On the Thursday Graham rang Barbara and haggled briefly about the bills.
‘But why does she need so many clothes?’
‘Because she needs them.’ (The classic Barbara answer: take a chunk of your sentence and simply repeat it. Less work for her, plus time saved for preparing the next answer but one.)
‘Why does she need three bras?’
‘She needs them.’
‘Why Does she wear them all at once—one on top of the other?’
‘One on, one clean, and one in the wash.’
‘But I paid for three only a few months ago.’
‘You may not have noticed, Graham, and I doubt if you care, but your daughter’s growing. She’s changing … size.’
He wanted to say, ‘Oh, you mean she’s busting out all over’; but he no longer had confidence in jokes with Barbara. Instead he quibbled mildly.

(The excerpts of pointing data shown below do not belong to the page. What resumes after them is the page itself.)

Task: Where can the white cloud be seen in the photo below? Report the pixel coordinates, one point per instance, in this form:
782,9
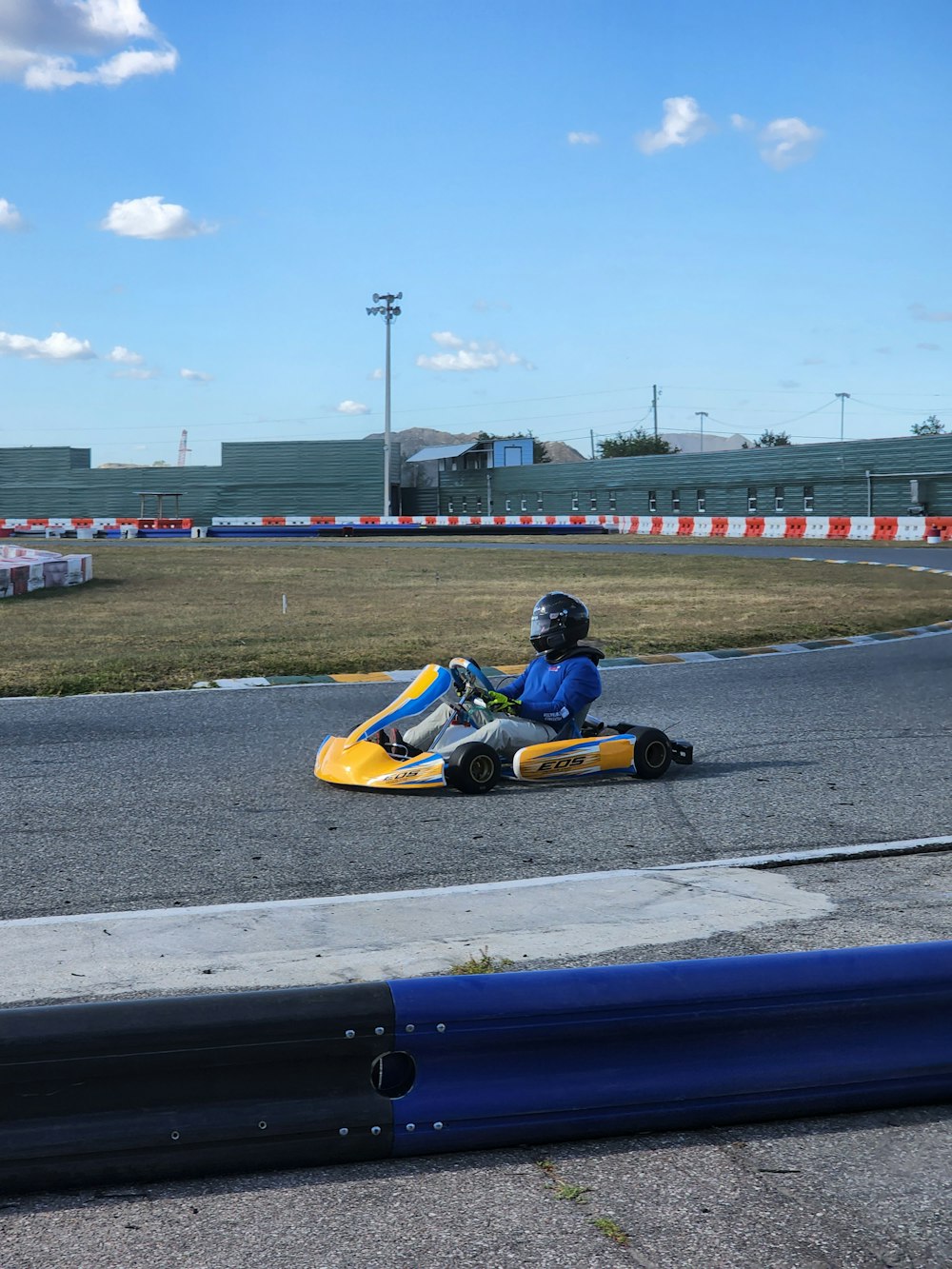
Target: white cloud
10,218
42,39
152,218
57,347
447,339
682,125
922,313
125,357
468,355
784,142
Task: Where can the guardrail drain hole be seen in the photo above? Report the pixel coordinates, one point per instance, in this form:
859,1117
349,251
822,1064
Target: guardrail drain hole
394,1074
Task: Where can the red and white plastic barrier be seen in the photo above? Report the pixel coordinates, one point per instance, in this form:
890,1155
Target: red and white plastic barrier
887,528
883,528
23,570
902,528
34,525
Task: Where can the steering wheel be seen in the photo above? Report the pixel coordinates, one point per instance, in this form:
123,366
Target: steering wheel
468,678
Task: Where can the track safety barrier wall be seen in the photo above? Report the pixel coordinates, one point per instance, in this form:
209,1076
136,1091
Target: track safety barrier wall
137,1090
902,528
23,570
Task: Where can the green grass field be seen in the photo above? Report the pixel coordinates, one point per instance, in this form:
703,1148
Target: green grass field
166,614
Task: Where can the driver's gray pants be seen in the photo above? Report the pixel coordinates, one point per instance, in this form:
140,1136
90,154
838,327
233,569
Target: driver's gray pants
505,734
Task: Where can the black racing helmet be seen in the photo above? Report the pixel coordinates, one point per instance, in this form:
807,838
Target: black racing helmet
558,621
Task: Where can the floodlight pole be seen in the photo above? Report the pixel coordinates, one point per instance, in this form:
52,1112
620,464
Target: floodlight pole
703,415
388,309
843,399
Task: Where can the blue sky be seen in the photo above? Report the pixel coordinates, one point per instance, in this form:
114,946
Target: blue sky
745,203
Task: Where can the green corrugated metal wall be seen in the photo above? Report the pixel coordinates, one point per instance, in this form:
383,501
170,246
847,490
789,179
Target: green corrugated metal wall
345,477
288,477
836,472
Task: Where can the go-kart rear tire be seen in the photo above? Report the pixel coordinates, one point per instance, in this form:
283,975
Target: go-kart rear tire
474,768
653,754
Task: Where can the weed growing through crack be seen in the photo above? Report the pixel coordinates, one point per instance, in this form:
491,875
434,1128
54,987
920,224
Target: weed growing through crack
611,1229
573,1193
482,963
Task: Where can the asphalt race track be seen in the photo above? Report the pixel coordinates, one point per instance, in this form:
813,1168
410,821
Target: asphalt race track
208,797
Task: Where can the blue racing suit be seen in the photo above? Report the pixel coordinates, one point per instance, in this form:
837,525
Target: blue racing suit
555,692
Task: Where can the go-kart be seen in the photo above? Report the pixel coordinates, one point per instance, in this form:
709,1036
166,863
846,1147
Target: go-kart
471,766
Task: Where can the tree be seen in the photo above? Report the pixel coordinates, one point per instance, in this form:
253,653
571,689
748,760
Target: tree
635,445
929,427
767,441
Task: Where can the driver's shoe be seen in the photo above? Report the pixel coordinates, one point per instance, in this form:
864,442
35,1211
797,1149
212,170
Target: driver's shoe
395,745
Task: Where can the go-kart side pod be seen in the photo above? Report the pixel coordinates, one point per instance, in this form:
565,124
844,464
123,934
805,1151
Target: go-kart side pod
366,764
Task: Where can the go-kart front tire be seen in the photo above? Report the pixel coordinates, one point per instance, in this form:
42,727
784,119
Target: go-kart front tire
653,753
474,768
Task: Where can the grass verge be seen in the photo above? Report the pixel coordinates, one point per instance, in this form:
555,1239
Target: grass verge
164,614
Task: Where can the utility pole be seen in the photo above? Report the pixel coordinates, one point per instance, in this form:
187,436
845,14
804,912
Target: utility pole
388,311
703,415
843,399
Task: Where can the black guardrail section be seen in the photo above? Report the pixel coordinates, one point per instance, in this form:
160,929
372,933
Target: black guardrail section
177,1086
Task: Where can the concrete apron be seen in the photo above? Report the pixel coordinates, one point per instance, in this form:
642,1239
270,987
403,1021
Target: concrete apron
388,936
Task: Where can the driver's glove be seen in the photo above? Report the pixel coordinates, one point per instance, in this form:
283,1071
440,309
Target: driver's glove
501,704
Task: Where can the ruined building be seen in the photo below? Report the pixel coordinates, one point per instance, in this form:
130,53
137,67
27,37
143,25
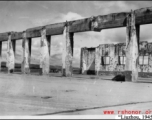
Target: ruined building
110,59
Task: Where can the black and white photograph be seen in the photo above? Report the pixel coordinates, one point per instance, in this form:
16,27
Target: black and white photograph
76,59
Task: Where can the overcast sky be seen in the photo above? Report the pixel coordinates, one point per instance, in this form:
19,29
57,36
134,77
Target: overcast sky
20,15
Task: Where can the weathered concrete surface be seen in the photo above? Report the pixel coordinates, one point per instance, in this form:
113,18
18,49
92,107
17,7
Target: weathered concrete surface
26,55
0,54
88,60
67,54
44,53
113,20
10,55
80,94
132,48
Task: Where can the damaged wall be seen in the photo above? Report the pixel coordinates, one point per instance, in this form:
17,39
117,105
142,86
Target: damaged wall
87,63
111,58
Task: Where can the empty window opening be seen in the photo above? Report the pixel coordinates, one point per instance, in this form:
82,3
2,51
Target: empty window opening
121,60
143,60
105,60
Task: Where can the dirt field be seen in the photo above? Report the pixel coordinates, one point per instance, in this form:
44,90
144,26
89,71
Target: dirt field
77,95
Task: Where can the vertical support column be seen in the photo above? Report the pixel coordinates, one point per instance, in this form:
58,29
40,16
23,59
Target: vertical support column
97,60
30,49
0,54
48,38
132,49
84,60
14,46
81,67
44,54
67,56
26,55
10,55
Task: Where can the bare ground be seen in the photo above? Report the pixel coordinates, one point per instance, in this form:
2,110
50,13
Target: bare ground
80,94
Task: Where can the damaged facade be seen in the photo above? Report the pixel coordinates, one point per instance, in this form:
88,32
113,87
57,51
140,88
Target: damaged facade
110,59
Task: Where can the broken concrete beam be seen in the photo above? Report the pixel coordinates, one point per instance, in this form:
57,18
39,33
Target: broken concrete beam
10,55
44,54
67,55
113,20
26,55
132,48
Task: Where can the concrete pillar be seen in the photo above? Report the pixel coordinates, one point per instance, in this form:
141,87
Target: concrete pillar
44,54
0,54
48,38
84,60
10,55
97,60
132,49
67,56
26,54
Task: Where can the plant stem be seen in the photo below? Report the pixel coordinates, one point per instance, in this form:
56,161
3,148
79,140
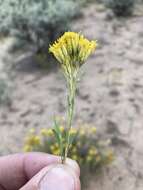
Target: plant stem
70,112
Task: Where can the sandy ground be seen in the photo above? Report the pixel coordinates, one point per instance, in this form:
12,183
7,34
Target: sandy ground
110,96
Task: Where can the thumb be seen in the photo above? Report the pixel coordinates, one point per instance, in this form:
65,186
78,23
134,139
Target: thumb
61,177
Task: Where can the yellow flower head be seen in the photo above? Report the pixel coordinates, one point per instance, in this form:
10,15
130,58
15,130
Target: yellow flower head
72,49
73,131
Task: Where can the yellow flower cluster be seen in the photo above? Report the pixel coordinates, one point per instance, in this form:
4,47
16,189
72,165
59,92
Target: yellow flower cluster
72,49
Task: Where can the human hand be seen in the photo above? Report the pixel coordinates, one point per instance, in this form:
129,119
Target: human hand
38,171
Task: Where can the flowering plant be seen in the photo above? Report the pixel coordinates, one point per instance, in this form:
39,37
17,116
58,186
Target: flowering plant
88,149
71,51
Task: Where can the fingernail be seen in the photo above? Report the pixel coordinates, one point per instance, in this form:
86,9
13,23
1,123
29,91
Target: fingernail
57,178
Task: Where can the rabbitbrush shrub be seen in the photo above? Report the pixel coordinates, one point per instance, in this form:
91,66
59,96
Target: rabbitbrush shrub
121,7
88,149
36,22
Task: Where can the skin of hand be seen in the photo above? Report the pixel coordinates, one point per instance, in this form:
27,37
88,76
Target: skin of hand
38,171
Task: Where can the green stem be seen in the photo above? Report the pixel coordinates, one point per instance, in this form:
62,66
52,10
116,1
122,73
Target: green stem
71,103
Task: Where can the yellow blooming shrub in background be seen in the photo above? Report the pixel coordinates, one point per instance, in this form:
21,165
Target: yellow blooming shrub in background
87,149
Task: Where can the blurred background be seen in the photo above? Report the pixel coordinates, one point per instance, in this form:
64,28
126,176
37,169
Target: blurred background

‘She’s growing that fast?’
‘Graham, if you constrict a growing girl, there is untold damage that can be done. Bind up the body and you affect the mind; it’s well known. I really didn’t know your meanness went as far as that.’
He hated these conversations; not least because he suspected that Barbara half-invited Alice to listen in and then rouged her side of the argument accordingly.
‘Fine. Okay. Fine. Oh, and by the way, thanks for the delayed wedding present, if that’s what it was.’
‘The what?’
‘The wedding present. I take it that’s what Sunday afternoon was.’
‘Ah. Yes; glad you liked it.’ For once, she sounded a bit defensive, so he instinctively pushed again.
‘Though I really can’t imagine why you did it.’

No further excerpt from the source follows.